By Mariha Khan
Teach For Pakistan 2018 Alum.
Human touch is a powerful thing. To extend your hand towards another’s is to say, “I see you and I care about you.” To allow your fingers to gingerly pat them on the back is to say, “Well done! I knew you could do it!”It became the norm in my classroom to shake hands first thing in the morning and then once again as we said our goodbyes for the day. For me it was important to show the students that they are seen and respected as individuals. And a firm handshake conveyed just that.
I remember one student came up to me once and said, “Teacher, eik baat bataon? Aap ko dekh ke baqi school ki teacherain bhi apne students se haath milana shuru ho gayi hain.” (“Teacher, can I tell you something? The other teachers in the school have also started shaking hands with their students after seeing you do it.”) Her observation was not news to me. I had noticed it, too. It was a testament to the fact that my presence in the school had made at least a difference. Where teachers once used to repeatedly raise their hands to hit a disruptive child, they were now punctuating this with a compassionate touch. This meant everything to our kids, but now, I fear that the impact I made will have been for naught.

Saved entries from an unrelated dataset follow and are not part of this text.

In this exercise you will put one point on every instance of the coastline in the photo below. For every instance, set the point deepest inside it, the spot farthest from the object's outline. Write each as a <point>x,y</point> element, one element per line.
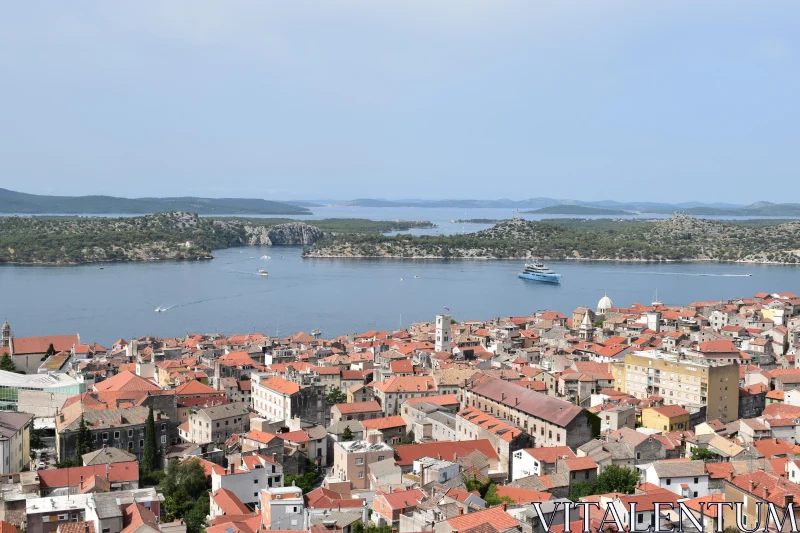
<point>551,259</point>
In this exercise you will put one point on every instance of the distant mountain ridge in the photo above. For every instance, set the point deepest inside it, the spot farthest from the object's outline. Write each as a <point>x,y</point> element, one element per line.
<point>690,208</point>
<point>24,203</point>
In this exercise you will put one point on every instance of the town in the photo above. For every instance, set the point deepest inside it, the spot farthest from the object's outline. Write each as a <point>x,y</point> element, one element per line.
<point>471,426</point>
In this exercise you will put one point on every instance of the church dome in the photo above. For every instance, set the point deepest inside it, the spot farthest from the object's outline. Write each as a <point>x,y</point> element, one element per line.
<point>604,305</point>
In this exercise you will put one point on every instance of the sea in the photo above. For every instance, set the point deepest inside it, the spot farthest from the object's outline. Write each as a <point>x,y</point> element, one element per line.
<point>341,296</point>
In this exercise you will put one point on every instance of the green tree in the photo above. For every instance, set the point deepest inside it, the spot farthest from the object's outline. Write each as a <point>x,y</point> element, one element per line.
<point>149,457</point>
<point>702,454</point>
<point>347,434</point>
<point>6,363</point>
<point>487,490</point>
<point>83,443</point>
<point>613,478</point>
<point>336,396</point>
<point>185,490</point>
<point>50,351</point>
<point>358,527</point>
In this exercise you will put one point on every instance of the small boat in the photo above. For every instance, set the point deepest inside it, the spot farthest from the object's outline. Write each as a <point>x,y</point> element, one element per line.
<point>537,271</point>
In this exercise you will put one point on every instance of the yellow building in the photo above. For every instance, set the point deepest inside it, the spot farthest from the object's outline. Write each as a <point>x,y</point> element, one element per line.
<point>666,418</point>
<point>681,380</point>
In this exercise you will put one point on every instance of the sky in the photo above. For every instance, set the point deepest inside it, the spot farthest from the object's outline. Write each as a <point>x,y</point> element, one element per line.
<point>594,100</point>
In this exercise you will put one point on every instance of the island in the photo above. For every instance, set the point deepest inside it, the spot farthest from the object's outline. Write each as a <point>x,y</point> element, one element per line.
<point>29,240</point>
<point>12,202</point>
<point>679,238</point>
<point>577,210</point>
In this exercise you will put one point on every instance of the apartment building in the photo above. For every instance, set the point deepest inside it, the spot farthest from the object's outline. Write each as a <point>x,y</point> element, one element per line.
<point>550,421</point>
<point>215,424</point>
<point>272,397</point>
<point>681,381</point>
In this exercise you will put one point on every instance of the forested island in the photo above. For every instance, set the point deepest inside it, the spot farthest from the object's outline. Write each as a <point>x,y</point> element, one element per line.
<point>14,202</point>
<point>680,238</point>
<point>167,236</point>
<point>577,210</point>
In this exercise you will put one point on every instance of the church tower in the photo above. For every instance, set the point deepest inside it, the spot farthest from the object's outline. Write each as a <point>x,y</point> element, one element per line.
<point>5,336</point>
<point>586,330</point>
<point>443,333</point>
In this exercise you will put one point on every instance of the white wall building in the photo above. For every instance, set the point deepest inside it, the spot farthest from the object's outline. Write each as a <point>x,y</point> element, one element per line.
<point>687,479</point>
<point>443,333</point>
<point>257,471</point>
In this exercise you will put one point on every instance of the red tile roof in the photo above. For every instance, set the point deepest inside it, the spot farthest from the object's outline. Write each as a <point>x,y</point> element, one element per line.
<point>280,385</point>
<point>496,516</point>
<point>229,503</point>
<point>439,399</point>
<point>670,411</point>
<point>550,455</point>
<point>402,499</point>
<point>126,381</point>
<point>385,422</point>
<point>358,407</point>
<point>68,477</point>
<point>40,345</point>
<point>448,450</point>
<point>195,387</point>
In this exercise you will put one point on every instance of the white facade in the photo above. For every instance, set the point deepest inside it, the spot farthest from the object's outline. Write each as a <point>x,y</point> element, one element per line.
<point>524,465</point>
<point>247,484</point>
<point>442,333</point>
<point>697,486</point>
<point>283,508</point>
<point>270,404</point>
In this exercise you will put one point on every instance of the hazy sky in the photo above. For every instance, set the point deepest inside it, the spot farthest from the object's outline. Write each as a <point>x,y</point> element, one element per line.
<point>670,100</point>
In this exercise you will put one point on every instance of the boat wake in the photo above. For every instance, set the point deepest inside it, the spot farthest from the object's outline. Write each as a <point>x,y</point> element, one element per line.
<point>697,274</point>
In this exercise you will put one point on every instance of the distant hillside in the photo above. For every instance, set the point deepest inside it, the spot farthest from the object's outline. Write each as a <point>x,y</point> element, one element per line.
<point>758,209</point>
<point>568,207</point>
<point>680,238</point>
<point>23,203</point>
<point>577,210</point>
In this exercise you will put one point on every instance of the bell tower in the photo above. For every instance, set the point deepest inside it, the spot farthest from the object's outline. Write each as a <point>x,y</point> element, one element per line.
<point>5,335</point>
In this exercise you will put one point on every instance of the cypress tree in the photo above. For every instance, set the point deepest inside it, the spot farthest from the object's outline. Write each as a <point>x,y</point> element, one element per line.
<point>83,442</point>
<point>149,457</point>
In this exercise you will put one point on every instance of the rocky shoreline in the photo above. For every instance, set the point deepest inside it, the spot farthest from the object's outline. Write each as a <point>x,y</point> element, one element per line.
<point>675,240</point>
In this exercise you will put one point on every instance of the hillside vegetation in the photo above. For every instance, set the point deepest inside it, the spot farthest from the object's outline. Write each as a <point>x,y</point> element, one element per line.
<point>679,238</point>
<point>168,236</point>
<point>12,202</point>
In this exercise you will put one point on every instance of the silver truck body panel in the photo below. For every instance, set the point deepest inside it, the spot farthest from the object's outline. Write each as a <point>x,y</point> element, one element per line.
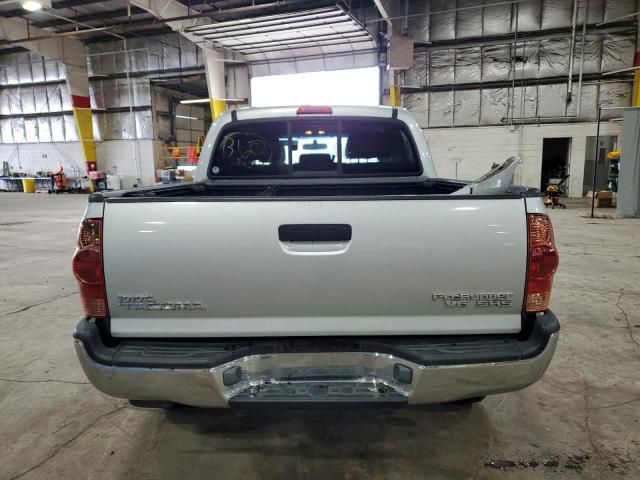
<point>227,256</point>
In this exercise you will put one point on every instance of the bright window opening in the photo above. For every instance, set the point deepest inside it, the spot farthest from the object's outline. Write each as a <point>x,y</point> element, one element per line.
<point>358,86</point>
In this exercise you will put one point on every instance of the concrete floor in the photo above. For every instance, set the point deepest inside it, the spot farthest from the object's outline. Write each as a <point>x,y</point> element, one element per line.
<point>580,421</point>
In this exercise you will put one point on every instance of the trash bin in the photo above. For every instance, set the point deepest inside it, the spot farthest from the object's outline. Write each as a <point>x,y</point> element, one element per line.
<point>29,185</point>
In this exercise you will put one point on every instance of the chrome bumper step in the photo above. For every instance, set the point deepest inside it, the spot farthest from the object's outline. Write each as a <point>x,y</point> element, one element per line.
<point>320,393</point>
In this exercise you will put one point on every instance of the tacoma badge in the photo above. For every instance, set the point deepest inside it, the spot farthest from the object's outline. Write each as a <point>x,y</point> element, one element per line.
<point>148,302</point>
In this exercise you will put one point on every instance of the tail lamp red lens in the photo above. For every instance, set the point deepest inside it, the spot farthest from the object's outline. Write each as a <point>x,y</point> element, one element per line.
<point>311,110</point>
<point>88,269</point>
<point>543,263</point>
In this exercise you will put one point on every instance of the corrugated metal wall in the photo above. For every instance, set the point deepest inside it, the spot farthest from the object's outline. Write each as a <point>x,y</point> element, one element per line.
<point>33,92</point>
<point>519,51</point>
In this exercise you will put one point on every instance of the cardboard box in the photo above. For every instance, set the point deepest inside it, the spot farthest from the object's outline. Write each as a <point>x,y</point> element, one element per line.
<point>604,199</point>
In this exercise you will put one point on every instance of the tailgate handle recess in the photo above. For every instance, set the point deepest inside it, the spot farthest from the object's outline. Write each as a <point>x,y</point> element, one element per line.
<point>327,232</point>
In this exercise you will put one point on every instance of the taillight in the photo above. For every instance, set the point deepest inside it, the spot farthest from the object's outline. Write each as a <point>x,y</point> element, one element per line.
<point>543,262</point>
<point>87,268</point>
<point>312,110</point>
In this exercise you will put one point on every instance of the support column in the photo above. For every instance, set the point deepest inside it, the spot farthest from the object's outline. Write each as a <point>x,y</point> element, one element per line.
<point>213,58</point>
<point>78,86</point>
<point>214,68</point>
<point>71,54</point>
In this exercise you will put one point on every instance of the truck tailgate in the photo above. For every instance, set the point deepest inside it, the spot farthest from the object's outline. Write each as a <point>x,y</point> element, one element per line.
<point>424,266</point>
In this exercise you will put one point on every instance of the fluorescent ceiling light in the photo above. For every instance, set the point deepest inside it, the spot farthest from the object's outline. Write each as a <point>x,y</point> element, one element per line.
<point>32,5</point>
<point>356,86</point>
<point>206,100</point>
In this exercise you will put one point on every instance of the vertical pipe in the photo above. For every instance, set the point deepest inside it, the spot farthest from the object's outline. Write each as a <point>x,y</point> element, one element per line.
<point>574,19</point>
<point>136,158</point>
<point>635,96</point>
<point>584,36</point>
<point>595,163</point>
<point>513,66</point>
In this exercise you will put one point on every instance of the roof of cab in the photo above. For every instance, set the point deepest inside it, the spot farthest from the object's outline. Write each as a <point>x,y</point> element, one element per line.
<point>250,113</point>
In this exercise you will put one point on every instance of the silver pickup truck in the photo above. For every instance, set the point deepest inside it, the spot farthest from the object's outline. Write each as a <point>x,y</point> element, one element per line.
<point>316,259</point>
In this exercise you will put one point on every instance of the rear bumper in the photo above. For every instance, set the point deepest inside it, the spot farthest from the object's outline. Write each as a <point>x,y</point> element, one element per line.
<point>288,371</point>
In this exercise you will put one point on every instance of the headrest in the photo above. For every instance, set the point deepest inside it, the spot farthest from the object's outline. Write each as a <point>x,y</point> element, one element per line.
<point>316,162</point>
<point>368,145</point>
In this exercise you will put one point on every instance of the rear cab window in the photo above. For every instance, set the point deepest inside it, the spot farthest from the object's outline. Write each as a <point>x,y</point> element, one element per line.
<point>282,148</point>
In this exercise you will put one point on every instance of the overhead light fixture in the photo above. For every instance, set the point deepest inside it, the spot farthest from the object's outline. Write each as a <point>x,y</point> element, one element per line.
<point>35,5</point>
<point>206,100</point>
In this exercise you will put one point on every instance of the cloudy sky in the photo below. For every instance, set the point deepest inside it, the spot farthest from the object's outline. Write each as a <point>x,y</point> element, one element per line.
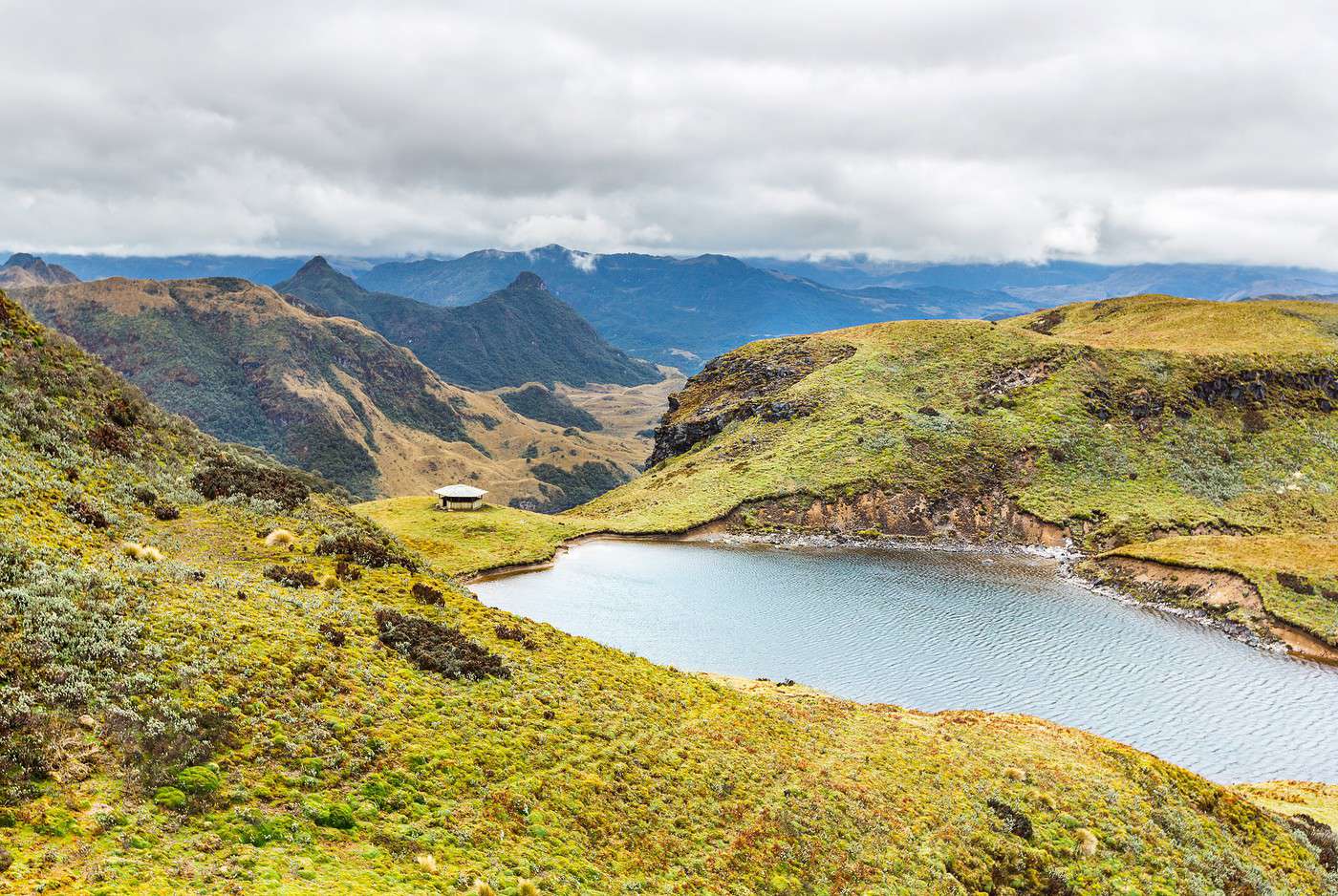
<point>1143,130</point>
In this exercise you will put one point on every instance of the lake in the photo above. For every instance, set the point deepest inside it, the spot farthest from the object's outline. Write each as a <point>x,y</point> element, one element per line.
<point>947,630</point>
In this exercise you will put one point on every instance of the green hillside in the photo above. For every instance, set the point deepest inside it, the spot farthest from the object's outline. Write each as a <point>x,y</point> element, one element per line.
<point>324,394</point>
<point>1112,423</point>
<point>258,692</point>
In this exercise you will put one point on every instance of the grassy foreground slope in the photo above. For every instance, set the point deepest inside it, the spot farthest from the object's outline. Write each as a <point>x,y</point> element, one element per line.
<point>224,708</point>
<point>1116,423</point>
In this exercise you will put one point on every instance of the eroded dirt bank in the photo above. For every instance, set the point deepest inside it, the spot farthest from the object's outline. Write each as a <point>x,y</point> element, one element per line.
<point>1228,598</point>
<point>990,518</point>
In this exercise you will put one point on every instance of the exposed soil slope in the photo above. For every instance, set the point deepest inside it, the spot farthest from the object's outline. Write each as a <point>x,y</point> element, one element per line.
<point>1111,423</point>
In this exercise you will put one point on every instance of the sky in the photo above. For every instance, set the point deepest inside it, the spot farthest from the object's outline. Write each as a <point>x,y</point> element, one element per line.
<point>1171,130</point>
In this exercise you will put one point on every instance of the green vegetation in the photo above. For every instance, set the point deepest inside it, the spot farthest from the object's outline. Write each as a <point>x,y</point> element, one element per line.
<point>1119,421</point>
<point>465,544</point>
<point>1295,575</point>
<point>538,403</point>
<point>193,725</point>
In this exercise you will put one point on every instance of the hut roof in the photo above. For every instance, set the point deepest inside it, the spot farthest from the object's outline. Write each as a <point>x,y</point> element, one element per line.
<point>462,491</point>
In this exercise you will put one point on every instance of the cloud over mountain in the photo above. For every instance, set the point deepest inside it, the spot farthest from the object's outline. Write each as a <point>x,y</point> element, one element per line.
<point>1130,131</point>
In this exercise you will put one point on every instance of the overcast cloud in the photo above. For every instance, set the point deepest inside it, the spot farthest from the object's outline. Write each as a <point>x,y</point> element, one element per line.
<point>1173,130</point>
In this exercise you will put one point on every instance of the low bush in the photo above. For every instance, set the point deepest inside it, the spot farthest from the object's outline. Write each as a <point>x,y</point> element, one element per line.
<point>227,477</point>
<point>171,799</point>
<point>334,635</point>
<point>280,538</point>
<point>198,779</point>
<point>87,512</point>
<point>424,592</point>
<point>517,634</point>
<point>367,545</point>
<point>290,577</point>
<point>435,648</point>
<point>110,438</point>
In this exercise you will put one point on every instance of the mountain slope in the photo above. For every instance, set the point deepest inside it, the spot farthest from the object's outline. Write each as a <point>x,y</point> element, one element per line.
<point>1111,423</point>
<point>1066,281</point>
<point>320,392</point>
<point>673,310</point>
<point>29,270</point>
<point>515,336</point>
<point>206,717</point>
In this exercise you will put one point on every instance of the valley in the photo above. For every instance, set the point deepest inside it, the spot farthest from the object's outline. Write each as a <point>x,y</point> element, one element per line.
<point>300,702</point>
<point>325,394</point>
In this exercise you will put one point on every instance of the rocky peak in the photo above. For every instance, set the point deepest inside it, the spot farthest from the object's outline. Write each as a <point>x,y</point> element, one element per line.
<point>528,280</point>
<point>24,269</point>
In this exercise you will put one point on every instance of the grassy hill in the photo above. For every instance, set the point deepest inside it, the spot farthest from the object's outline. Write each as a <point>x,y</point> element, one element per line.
<point>1191,434</point>
<point>258,692</point>
<point>517,334</point>
<point>321,392</point>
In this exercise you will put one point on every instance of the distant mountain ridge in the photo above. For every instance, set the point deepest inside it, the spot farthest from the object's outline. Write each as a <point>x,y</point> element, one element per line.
<point>518,334</point>
<point>675,310</point>
<point>29,270</point>
<point>1061,281</point>
<point>324,394</point>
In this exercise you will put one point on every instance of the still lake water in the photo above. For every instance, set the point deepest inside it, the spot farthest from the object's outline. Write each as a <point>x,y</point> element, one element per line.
<point>940,630</point>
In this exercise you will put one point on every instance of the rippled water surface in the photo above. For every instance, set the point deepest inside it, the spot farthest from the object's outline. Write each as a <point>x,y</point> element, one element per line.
<point>939,630</point>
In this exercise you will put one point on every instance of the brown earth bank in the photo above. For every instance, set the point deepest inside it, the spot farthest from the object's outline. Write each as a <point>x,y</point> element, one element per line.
<point>1226,597</point>
<point>980,519</point>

Human touch could be potentially deathly these days. The space between my students and I has multiplied manifold as we learn to adjust to this strange new world. Touch is a foreign concept now. Where once I could easily high-five a student when she completed her task, I am now struggling to find the right words to type as a response to her message on WhatsApp. Prior to this disruption, I strongly relied on nonverbal cues to convey my admiration to the students. Now, over WhatsApp, I struggle to find the balance between not saying enough and saying too much. I resort to using emojis knowing all too well that a lot will be lost in translation.
I crave the human connection that once was. I yearn for the touch of tiny hands as they tugged my dupatta to grab my attention. I ache for the hurried handshakes of the kindergarteners as they would run past me and say, “Teacher, aap aaj buhat achi lag rahi hain.” (“Teacher, you are looking very beautiful today.”)
Sigh. Is there an emoji for “I hope we never take for granted the value of human touch again”?
Fellow Mariha Khan was placed in a school in Saidpur Village for two years, where she taught English and Social Studies to 5th graders. She will start at Vanderbilt University in the Fall of 2020 as a Fulbright Scholar to commence the M.Ed. in English Language Learners program.